Musical experiments with the principals developed as I saw them rehearse
dialogue scenes. Based on Tony Smith's stature, any time the Lieutenant sang I
kicked the tempo up just a little as if he were impatient with the sluggishness
of those around him. Kay Byler (Phoebe) displayed a subtext of constant
discovery, so when she sang I would establish one tempo for her, but slow the
tempo to allow her to think things over in her lyrics. Sylvia Greinig (Dame
Carruthers) was regal and solid as the Tower, so I set her songs to grand and
somewhat rigid tempi. Fairfax (Peter Crichton) tempi were usually four square
but in dramatic moments I would set the beat in concrete to convey unfeeling
determination. Sharon Brindle was portraying Elsie dramatically as not being too
tightly wrapped and in danger of going over the edge at any moment. For her I
used erratic tempi keeping her always off center. (Sorry, Sharon, but if anyone
doubts the effectiveness please feel free to review the last ten minutes of the
video.)
My first major mistake was not striking "A Laughing Boy" early on. By not
cutting this song when the option was available, I forced John Penn to work very
hard on a number which would never work to his full advantage. John's Sgt.
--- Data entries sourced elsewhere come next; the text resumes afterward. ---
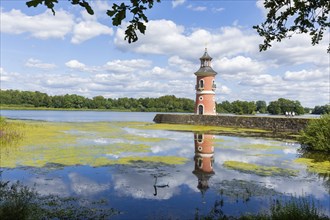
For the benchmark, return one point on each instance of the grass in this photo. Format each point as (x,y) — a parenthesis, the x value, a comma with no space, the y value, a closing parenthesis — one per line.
(292,208)
(316,136)
(320,167)
(21,202)
(10,133)
(94,144)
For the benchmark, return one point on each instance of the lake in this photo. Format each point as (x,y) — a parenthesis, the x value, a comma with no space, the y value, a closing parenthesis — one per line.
(119,161)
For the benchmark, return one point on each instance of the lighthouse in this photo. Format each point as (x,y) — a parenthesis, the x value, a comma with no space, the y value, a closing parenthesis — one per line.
(205,87)
(204,160)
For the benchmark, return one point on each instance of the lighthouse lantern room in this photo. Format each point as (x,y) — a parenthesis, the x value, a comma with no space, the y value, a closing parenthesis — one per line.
(205,87)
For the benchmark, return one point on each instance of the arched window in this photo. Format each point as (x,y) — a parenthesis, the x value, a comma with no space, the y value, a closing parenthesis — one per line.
(201,84)
(200,138)
(200,162)
(200,109)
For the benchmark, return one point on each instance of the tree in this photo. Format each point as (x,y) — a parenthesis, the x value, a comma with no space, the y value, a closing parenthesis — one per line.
(118,13)
(288,17)
(261,106)
(284,18)
(281,106)
(324,109)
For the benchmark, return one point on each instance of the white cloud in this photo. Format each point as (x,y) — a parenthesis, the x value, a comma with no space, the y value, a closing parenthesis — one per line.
(35,63)
(75,64)
(305,75)
(176,3)
(260,5)
(168,38)
(197,8)
(126,66)
(46,25)
(236,66)
(218,9)
(86,30)
(42,26)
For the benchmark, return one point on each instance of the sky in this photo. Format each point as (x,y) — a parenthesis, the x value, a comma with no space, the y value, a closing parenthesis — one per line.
(76,53)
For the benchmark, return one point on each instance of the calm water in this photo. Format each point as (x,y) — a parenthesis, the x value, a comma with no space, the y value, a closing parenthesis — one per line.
(147,189)
(78,116)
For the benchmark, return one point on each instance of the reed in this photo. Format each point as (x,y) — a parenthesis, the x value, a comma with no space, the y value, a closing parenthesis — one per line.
(10,132)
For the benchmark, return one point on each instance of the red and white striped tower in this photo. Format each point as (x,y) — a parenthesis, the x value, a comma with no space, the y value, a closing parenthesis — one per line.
(205,87)
(204,160)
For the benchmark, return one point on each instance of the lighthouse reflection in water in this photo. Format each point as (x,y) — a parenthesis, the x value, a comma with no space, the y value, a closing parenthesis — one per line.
(204,160)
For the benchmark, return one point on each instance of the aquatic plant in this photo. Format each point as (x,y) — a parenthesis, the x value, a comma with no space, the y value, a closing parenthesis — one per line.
(282,208)
(93,144)
(10,132)
(258,169)
(316,136)
(21,202)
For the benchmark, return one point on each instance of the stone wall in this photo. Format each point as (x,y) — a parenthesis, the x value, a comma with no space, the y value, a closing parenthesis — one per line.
(280,124)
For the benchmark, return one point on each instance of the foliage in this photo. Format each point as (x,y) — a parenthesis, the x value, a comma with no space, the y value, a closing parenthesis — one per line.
(243,107)
(9,132)
(281,106)
(261,106)
(324,109)
(167,103)
(302,208)
(118,12)
(288,17)
(21,202)
(237,107)
(316,136)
Meryll was a revelation to me. He acted the role naturally with a great deal
more warmth than I had ever seen in the part, but I should have been more aware
that he was losing notes during the rehearsal and had succumbed to the Buxton
plague along with the rest of us.
Mike Nash approached me with the request to disregard the usual pauses during "A
Private Buffoon". I was not comfortable with the idea but agreed to meet him
half way and only take the pauses in the first and last verses. In doing so, I
made another major error in my efforts to go where no man had gone before.: NOTE
to future YEOMEN MD's: "A Private Buffoon" is NOT a patter song; it is an almost
perfectly constructed micro-one act play. If anything the tempi should be pulled
back and pauses observed to maximize the dramatic content of an amazingly
literate lyric. Bad call on my part.
And then we hit: the first male ensemble! Not only did we have a full-blooded
men's ensemble, but they were singing in a more than passable four part harmony!
Four parts! The group I had truly waited years to meet. We were going to make
some music here in Buxton. We even had 1st and 2nd tenors. Now THAT'S a chorus.
Later we came to "Here's a Man of Jollity". This was some of the first hard work
we had to do. The object of the game was to produce a vicious and threatening
Gilbert and Sullivan chorus....not your average Climbing Over Rocky Mountain.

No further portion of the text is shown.